Everything was ready for the celebratory feast. Weeks earlier, the alien fleet had entered Earth’s orbit and made radio contact, and now the visitors would receive their official welcome. Dozens of heads of state would greet humanity’s guests during an official dinner at the White House.
The aliens looked remarkably similar to us—apart from their green scales, that is. Moreover, the chemistry of their bodies and of ours was also very similar, scientists from the two worlds had concluded. Sure, the alien cells produced molecules not found in human biochemistry, but the building blocks of those molecules were essentially the same carbon-based amino acids and sugars as the ones in our bodies.
But on the eve of the great meeting, the science adviser to the President burst into the Oval Office. “The dinner must be called off, or the aliens might die!” the adviser told the startled President. “We forgot to check their chirality!”

That’s a word that few politicians—indeed, few people outside science—will know. But chirality, or handedness, is an essential characteristic of the molecules of life. Most naturally occurring organic molecules are chiral, meaning that they are distinct from their mirror images in the same way that our right and left hands differ.

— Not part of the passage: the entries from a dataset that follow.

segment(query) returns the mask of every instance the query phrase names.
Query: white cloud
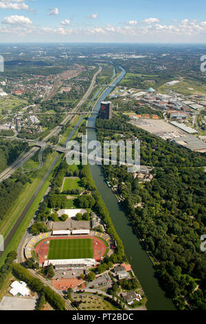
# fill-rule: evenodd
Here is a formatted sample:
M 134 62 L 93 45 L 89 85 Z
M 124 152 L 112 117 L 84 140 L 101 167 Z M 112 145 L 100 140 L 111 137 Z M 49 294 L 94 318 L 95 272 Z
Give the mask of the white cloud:
M 146 19 L 144 20 L 144 22 L 147 23 L 159 23 L 159 18 L 147 18 Z
M 98 17 L 98 15 L 99 15 L 98 14 L 93 14 L 87 17 L 87 18 L 91 18 L 92 19 L 96 19 Z
M 47 13 L 48 16 L 58 16 L 58 8 L 55 8 L 54 9 L 52 9 L 50 12 Z
M 2 22 L 10 25 L 32 25 L 33 23 L 30 18 L 17 15 L 5 17 Z
M 70 20 L 69 19 L 63 20 L 61 22 L 61 24 L 63 25 L 63 26 L 69 25 L 70 24 Z

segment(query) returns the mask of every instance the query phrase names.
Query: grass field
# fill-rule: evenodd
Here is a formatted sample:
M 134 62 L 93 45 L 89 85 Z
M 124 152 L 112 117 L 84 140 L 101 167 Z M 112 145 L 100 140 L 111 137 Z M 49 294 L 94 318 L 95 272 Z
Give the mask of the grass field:
M 66 259 L 93 259 L 91 239 L 51 240 L 48 260 Z
M 0 98 L 0 112 L 2 109 L 11 110 L 19 107 L 20 105 L 26 105 L 27 104 L 27 100 L 21 99 L 12 95 Z

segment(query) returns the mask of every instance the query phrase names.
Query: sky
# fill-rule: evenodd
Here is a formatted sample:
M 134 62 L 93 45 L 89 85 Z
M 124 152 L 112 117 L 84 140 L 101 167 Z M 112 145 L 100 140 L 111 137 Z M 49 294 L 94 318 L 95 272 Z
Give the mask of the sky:
M 205 0 L 0 0 L 0 42 L 206 43 Z

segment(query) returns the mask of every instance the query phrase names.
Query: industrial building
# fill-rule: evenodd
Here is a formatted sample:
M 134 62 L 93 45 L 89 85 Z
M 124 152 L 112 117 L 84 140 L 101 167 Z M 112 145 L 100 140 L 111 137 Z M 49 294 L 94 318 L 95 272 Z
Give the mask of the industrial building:
M 111 119 L 112 118 L 112 106 L 111 101 L 102 101 L 100 106 L 100 118 Z

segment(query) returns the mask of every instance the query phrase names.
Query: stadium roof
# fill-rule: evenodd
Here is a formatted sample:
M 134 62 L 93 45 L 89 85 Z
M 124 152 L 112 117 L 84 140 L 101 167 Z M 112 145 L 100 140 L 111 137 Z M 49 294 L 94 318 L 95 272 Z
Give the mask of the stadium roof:
M 16 296 L 17 294 L 21 294 L 21 296 L 29 296 L 30 290 L 26 288 L 25 285 L 25 283 L 20 283 L 19 281 L 14 281 L 10 285 L 13 288 L 10 290 L 11 294 L 13 296 Z M 15 292 L 16 292 L 16 294 L 14 294 Z
M 97 263 L 94 259 L 60 259 L 60 260 L 47 260 L 44 263 L 44 267 L 47 267 L 50 263 L 53 265 L 93 265 Z
M 71 231 L 71 233 L 74 235 L 76 234 L 89 234 L 90 230 L 73 230 Z
M 52 231 L 52 235 L 69 235 L 71 231 L 69 230 L 54 230 Z

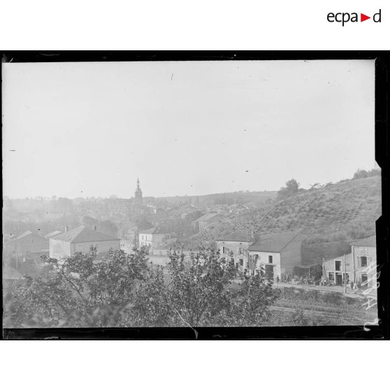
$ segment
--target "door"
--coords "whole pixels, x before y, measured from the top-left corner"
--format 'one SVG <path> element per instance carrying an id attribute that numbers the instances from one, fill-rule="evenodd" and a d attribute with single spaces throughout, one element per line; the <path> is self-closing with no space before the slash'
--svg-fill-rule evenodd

In the lab, chemical reactions that synthesize amino acids and sugars create the right- and left-handed versions of the molecules in equal amounts. Life on Earth, however, uses one version almost exclusively, preferring what are conventionally called right-handed sugars and left-handed amino acids. A molecular preference for only one handedness is what chemists call homochirality.
In principle, organisms could exist that use both kinds of molecules or that exclusively adopt the opposite forms from those used in life on Earth. This is what troubled the scientists in the alien state dinner scenario: Just as our bodies can’t absorb organic matter of the wrong handedness, so too the aliens might find our food equally indigestible—and perhaps even toxic.
Most scientists believe that Earth life’s choice of chemical handedness was purely random. “The most plausible idea is that it was an accident,” says biochemist David Deamer of the University of California, Santa Cruz. It’s possible, then, that the chemistry of some alien forms of carbon-based life—assuming such things exist—may well have the opposite chirality to ours. We might find alien pizza even harder to digest than deep-dish.
On the other hand, a few scientists say that something more fundamental might be going on. They argue that throughout the universe, nature might consistently choose one handedness over the other. That intrinsic preference, these scientists suggest, might originate from the influence of the weak nuclear force, the only fundamental force of nature that can tell left from right. In recent years, a number of experiments have provided tentative—if controversial—support for this proposal.